En postulant au FAIL, nous n’imaginions pas que notre projet allait avoir un tel impact sur notre localité. En effet, l’annexe du CFPA a été rénovée et a rouvert pour les jeunes, les formations qui y sont proposées sont élaborées après la concertation de la société civile et selon les désirs des jeunes. Aussi, sur tous les champs et les parcelles de terre, nous apercevons un nouveau rucher, un nouveau bâtiment d’élevage, de nouvelles plantations d’arbres fruitiers. La petite graine qui a été semée par Joussour à travers le FAIL a grandi et s’est développée avec d’autres bailleurs de fonds, en l’occurrence la Fondation de France. L’apiculture est devenue une pratique « démocratisée » dans notre localité. Les bienfaits de l’abeille sur le plan agricole ne nécessitent plus d’être prouvés. La pratique de l’agriculture est devenue attrayante pour les jeunes et les demandes de formation ne cessent d’augmenter chaque année.
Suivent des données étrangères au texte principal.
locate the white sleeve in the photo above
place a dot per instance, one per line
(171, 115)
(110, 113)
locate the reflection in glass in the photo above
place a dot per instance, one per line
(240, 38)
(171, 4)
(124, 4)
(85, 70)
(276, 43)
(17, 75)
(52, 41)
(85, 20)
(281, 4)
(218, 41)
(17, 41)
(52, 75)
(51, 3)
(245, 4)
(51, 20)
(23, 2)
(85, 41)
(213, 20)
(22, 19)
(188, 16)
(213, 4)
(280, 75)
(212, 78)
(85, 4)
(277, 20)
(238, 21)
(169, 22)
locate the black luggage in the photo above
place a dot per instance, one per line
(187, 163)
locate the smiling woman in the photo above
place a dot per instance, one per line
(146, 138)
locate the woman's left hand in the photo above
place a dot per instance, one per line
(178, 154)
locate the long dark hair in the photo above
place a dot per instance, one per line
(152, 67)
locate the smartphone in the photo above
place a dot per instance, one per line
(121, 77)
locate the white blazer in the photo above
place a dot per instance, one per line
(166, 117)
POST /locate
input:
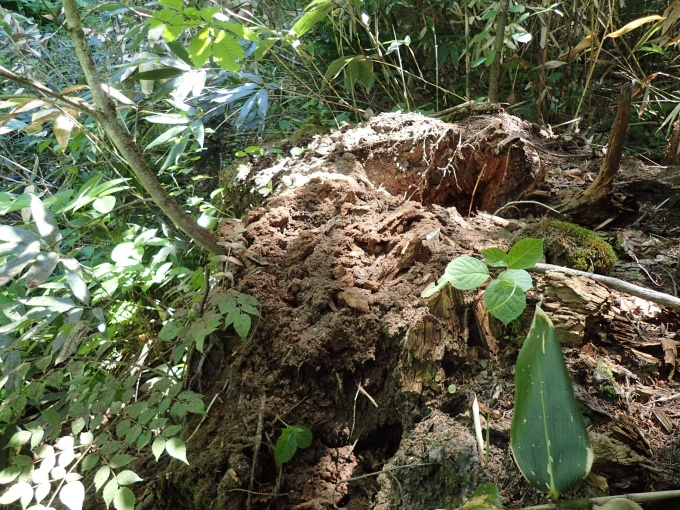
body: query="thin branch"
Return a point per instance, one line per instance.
(46, 91)
(616, 284)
Quel impact le projet a-t-il eu sur votre association ?
Le projet a transformé notre association d’activités sporadiques en association à utilité sociale. Sur le plan de gestion, grâce au projet, nous avons pu améliorer nos méthodes de gouvernance et perfectionner nos techniques de gestion administrative et financière. Nous avons, aussi, pu nous imprégner des expériences des autres associations à l’occasion de la tenue des différentes réunions d’évaluation et de suivi. Sur le plan relationnel, nous avons pu attirer l’attention des pouvoirs publics et signer des contrats de partenariat avec le CFPA, avec l’APC de Bouhamza, la DJS et de bénéficier de subventions de leur part. De plus, l’association a pu reconquérir le terrain et se réapproprier son rôle de partenaire social des autorités locale.
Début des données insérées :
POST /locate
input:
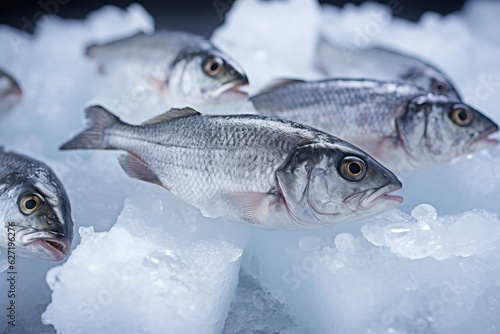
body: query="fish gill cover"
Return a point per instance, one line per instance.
(145, 262)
Comment vos relations avec les pouvoirs publics ont évolué durant le projet ?
En 2013 l’association souffrait du manque de financement. Nous sollicitions les pouvoirs publics sans succès, ce qui nous a conduits à rompre tout contact avec eux et les exclure de nos activités. La situation a complètement changé lors de la mise en œuvre de notre projet de formation. Les pouvoirs publics ont été éblouis par le travail de l’association et la pertinence de son projet. Ils ont donc engagé des contacts avec nous pour connaitre le secret de la réussite de telles formations. Le Programme Joussour était un catalyseur qui a pu, en peu de temps, activer une nouvelle ère connectant association et pouvoirs publics. Aujourd’hui, les pouvoirs publics nous sollicitent pour participer à l’organisation des différents évènements locaux, régionaux et nationaux. Nous sommes invités par d’autres localités afin de partager notre expérience et nous avons pu développer des liens solides avec différentes institutions étatiques : Direction de la culture, direction des actions sociales…
Quelles sont les bonnes pratiques avec lesquelles vous êtes sorties et qui pourraient être utiles aux autres associations dans la gestion de leurs projets de développement local ?
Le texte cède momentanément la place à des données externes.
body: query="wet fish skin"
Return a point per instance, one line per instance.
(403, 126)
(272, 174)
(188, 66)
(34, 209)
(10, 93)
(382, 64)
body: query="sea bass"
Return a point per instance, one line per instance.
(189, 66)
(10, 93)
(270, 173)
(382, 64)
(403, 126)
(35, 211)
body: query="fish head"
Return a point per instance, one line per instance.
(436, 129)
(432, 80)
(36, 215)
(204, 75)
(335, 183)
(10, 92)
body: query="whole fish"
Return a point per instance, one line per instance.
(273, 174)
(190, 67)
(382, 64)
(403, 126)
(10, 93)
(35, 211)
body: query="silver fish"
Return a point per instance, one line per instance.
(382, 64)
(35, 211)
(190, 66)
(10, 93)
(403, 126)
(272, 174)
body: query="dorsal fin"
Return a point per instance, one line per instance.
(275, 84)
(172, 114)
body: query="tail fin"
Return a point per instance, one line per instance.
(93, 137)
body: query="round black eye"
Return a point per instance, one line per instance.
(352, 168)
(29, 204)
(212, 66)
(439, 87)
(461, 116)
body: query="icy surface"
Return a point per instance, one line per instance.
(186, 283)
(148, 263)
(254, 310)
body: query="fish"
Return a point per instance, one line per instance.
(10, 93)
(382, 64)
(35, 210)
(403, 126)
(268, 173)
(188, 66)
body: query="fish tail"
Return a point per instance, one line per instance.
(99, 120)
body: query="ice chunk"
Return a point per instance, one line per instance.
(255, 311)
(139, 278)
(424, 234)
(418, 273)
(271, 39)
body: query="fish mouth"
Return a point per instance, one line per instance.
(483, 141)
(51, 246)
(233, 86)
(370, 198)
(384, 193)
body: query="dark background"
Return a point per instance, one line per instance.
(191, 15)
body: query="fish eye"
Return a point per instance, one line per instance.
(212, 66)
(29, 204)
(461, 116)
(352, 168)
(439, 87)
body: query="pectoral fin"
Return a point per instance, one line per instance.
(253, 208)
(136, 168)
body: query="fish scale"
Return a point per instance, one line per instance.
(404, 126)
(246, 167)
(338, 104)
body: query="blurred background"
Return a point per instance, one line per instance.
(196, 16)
Au premier lieu, faire impliquer toutes les parties prenantes : les bénéficiaires, les pouvoirs publics et même ceux qui peuvent être des obstacles au bon déroulement du projet. En deuxième lieu, se concerter en permanence et partager les tâches et les missions entre les membres de l’association. En troisième lieu, garder toujours la comptabilité à jour et rapporter toutes les activités et les tâches réalisées à jour. Pour finir, respecter ses engagements avec le bailleur de fonds et l’informer de tout, même de la plus simple question en relation avec le projet.
Quel conseil donneriez-vous aux associations qui voudraient postuler pour le FAAAL ?
Puisez votre idée de projet du contexte réel de votre environnement (localité). Aussi, allez vers les bénéficiaires, interrogez-les, la meilleure idée est celle construite collectivement. Également, tâchez à monter un projet cohérent, avec des objectifs précis et clairs, des résultats quantifiables et vérifiables et des activités appropriées et réalisables. Enfin, travaillez à concevoir un projet avec une durabilité garantie et pensez toujours que l’association est au service de la société pas l’inverse.